In this symbol, priority is given to the pitcher-cup relationship between us and God. In John 15:4ff, Jesus teaches his followers to “remain” or “abide” in Him. The Christian life is about first abiding under a steady outpouring of intimacy and relationship with God, so He can then overflow into the saucer of our relationships and plate of ministry. Community and ministry with others must overflow out of the spillage of God’s love and grace experienced in our own lives.

Vine & Branches

"Abide in me as I abide in you. Just as the branch cannot bear fruit by itself unless it abides in the vine, neither can you unless you abide in me. I am the vine, you are the branches. Those who abide in me and I in them bear much fruit, because apart from me you can do nothing." ~John 15:4-5

I took this picture of the many grapes ready to be harvested in Romania this month.

San Damiano Cross and Bread & Cup

WMF Prayer Rug

The Word Made Flesh community in Romania is making this prayer rug in their chapel. The bags up on top are filled with fabrics from each WMF community around the world.

Candles representing prayers of lament for people living and suffering in poverty around the world.

Saturday, September 15, 2007

autumn in toronto...

Just sharing a few pictures from my first few days in Toronto with my sister and her family...

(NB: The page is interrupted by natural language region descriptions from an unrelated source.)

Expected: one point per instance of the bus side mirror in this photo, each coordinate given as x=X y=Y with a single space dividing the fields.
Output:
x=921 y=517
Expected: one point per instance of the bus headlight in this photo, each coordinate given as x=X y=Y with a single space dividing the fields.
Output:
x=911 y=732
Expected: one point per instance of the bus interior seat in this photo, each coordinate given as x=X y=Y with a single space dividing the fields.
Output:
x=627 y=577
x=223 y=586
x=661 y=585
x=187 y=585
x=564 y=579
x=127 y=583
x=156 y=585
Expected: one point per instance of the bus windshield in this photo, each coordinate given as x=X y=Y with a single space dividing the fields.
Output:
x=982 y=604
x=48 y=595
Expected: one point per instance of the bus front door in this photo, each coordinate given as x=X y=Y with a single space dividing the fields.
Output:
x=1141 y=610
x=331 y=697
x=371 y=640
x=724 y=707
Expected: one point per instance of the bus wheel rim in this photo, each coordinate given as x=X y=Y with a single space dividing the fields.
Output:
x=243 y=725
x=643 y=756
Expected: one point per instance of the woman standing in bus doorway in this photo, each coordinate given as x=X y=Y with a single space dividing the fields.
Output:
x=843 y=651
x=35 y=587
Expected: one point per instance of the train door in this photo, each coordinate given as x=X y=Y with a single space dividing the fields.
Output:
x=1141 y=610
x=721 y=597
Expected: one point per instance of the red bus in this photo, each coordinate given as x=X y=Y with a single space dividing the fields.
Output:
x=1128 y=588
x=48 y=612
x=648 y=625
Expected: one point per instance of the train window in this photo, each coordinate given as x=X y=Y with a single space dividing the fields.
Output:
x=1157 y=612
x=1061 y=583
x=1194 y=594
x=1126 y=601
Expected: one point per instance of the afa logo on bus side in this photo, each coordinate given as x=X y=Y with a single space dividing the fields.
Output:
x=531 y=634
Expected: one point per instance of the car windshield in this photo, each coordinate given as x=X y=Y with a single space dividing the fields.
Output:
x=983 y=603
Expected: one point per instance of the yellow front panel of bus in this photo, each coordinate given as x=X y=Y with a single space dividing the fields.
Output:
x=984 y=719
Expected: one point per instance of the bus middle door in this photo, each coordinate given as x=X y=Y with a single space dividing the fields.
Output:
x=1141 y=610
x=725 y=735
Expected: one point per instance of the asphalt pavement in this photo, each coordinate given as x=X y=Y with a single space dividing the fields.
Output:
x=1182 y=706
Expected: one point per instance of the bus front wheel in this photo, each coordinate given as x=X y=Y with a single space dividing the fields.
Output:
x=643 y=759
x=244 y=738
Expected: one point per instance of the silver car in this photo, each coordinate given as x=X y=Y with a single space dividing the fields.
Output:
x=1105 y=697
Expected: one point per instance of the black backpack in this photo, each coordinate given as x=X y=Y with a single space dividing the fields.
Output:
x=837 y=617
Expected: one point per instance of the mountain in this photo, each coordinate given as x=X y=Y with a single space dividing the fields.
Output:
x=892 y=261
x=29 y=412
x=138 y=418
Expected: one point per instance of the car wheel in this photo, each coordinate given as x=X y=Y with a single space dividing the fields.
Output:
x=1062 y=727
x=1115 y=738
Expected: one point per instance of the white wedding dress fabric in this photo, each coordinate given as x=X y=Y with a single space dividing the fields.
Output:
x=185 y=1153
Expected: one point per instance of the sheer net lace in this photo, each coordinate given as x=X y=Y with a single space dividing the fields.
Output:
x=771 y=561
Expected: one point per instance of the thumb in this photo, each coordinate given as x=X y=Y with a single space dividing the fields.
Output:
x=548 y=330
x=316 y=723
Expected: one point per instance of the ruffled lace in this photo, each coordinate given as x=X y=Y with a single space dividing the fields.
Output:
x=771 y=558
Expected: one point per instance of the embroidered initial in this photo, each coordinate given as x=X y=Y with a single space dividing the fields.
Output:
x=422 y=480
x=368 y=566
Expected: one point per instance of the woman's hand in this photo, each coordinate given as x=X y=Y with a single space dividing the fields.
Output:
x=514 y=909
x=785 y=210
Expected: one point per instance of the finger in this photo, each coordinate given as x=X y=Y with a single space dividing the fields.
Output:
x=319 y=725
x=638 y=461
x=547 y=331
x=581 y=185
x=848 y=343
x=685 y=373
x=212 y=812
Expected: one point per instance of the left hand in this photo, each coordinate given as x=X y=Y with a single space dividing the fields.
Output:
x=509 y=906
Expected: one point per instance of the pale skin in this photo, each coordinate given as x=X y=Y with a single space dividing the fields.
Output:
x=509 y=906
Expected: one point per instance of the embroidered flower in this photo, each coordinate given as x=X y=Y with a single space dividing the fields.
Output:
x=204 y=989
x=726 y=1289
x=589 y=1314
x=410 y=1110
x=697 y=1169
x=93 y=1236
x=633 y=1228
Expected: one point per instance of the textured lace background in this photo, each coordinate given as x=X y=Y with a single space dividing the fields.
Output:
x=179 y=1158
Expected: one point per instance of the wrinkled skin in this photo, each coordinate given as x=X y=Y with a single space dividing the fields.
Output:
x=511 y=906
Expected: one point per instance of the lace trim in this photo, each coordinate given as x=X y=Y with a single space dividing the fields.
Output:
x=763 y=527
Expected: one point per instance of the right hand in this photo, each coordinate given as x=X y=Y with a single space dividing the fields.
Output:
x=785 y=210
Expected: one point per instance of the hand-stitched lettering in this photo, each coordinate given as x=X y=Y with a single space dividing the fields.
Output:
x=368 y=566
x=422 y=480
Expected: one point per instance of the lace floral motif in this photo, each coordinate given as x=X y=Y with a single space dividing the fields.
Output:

Apple picking with my nieces & nephew

Ashlyn, Aidan, and Alyssa


Downtown Toronto with Donja

Thursday, September 13, 2007

grace at night

My church in Seal Beach is kicking off a new Sunday evening service on September 23. I am looking forward to being a part of this worship gathering through the rest of the year before leaving for Argentina! For you fellow Grace'ers here is a blog with more details and updates....http://graceatnight.wordpress.com/

here in toronto

I arrived in Toronto on Monday night after a great week in Galati, Romania with the WMF community there. It was so good to spend time with friends and learn from the many ways God is growing and shaping their community, as they serve and share life together. The week went by way to fast! But, it was super nice to get off the plane in Toronto and be welcomed with sweet hugs from my nieces and nephew! Looking forward to a fun time here with my sister and her family!